ROANOKE TIMES

                         Roanoke Times
                 Copyright (c) 1995, Landmark Communications, Inc.

DATE: WEDNESDAY, March 28, 1990                   TAG: 9003280510
SECTION: NATIONAL/INTERNATIONAL                    PAGE: A/3   EDITION: EVENING 
SOURCE: 
DATELINE: DAYTONA BEACH, FLA.                                LENGTH: Short


RESTRICTING CALORIES CUTS CANCER RISK

A low-calorie diet can delay cancer development and cut cancer risk in mice, a researcher reports.

Scientists found that the more calories were restricted, while avoiding malnutrition, the more lifespan was extended and the longer cancer was delayed, Richard Weindruch of the National Institute on Aging said at a science writers seminar sponsored by the American Cancer Society.

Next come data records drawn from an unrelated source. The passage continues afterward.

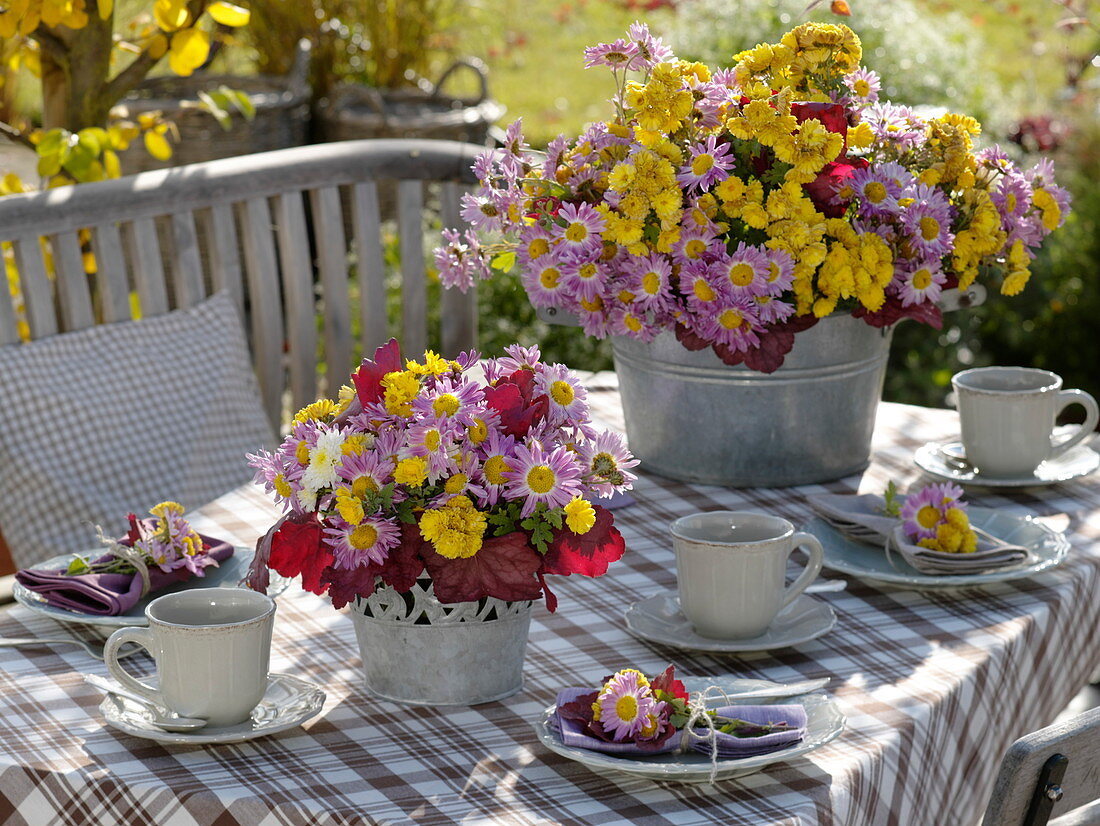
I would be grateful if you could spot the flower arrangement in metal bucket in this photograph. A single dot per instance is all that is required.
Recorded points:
(421, 467)
(739, 206)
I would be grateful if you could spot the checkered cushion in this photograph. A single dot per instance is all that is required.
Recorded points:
(116, 418)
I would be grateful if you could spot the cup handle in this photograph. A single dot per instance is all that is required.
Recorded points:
(144, 638)
(809, 543)
(1091, 416)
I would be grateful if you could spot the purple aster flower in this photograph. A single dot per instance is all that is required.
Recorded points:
(549, 477)
(707, 164)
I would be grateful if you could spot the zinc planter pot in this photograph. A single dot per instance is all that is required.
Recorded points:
(691, 417)
(419, 651)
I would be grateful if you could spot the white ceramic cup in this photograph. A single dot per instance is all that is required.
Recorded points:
(211, 648)
(732, 570)
(1008, 415)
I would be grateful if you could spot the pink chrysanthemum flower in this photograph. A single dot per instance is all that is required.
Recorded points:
(707, 164)
(920, 281)
(607, 463)
(925, 509)
(549, 477)
(625, 704)
(582, 228)
(745, 271)
(371, 540)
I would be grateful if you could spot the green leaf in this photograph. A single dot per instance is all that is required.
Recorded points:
(504, 262)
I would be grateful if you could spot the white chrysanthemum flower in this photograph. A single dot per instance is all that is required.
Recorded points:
(323, 458)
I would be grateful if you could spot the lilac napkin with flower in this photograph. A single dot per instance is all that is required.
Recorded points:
(729, 747)
(108, 595)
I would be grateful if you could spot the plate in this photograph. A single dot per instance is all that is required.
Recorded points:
(660, 619)
(229, 572)
(824, 724)
(865, 561)
(1074, 463)
(288, 702)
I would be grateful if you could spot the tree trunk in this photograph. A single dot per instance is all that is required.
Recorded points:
(74, 85)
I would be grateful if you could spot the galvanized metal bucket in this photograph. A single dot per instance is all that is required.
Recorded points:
(691, 417)
(419, 651)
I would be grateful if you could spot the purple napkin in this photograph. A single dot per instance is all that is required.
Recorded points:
(729, 747)
(108, 595)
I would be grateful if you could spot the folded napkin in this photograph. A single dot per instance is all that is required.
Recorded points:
(860, 518)
(108, 595)
(729, 747)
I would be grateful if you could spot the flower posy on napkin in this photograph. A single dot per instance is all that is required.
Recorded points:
(930, 528)
(630, 714)
(155, 553)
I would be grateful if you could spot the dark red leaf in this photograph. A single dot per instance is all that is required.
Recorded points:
(405, 562)
(667, 682)
(367, 378)
(504, 568)
(296, 548)
(587, 554)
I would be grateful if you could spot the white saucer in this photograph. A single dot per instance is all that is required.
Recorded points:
(288, 702)
(659, 619)
(1076, 462)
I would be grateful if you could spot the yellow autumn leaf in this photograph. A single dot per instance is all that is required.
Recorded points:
(188, 51)
(171, 14)
(111, 164)
(229, 14)
(157, 146)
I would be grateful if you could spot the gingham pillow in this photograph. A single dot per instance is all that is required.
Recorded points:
(116, 418)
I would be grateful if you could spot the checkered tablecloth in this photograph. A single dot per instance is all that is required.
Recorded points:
(935, 685)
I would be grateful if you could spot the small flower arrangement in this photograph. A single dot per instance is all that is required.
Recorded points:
(631, 708)
(421, 467)
(165, 541)
(935, 517)
(737, 207)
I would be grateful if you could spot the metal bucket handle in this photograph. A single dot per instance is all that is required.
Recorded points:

In one experiment Weindruch described, 57 female mice ate a diet of 85 calories a week from age 3 weeks, while 60 others were put on a 40-calorie diet.

Mice eating the low-calorie diet showed a 35 percent longer average lifetime and less than half the risk of tumors. The cancers they did get appeared at later ages.

Gerald Murphy, chief medical officer of the cancer society, said he believed that humans can help lower their cancer risk by reducing calories along with moderate reductions in fat.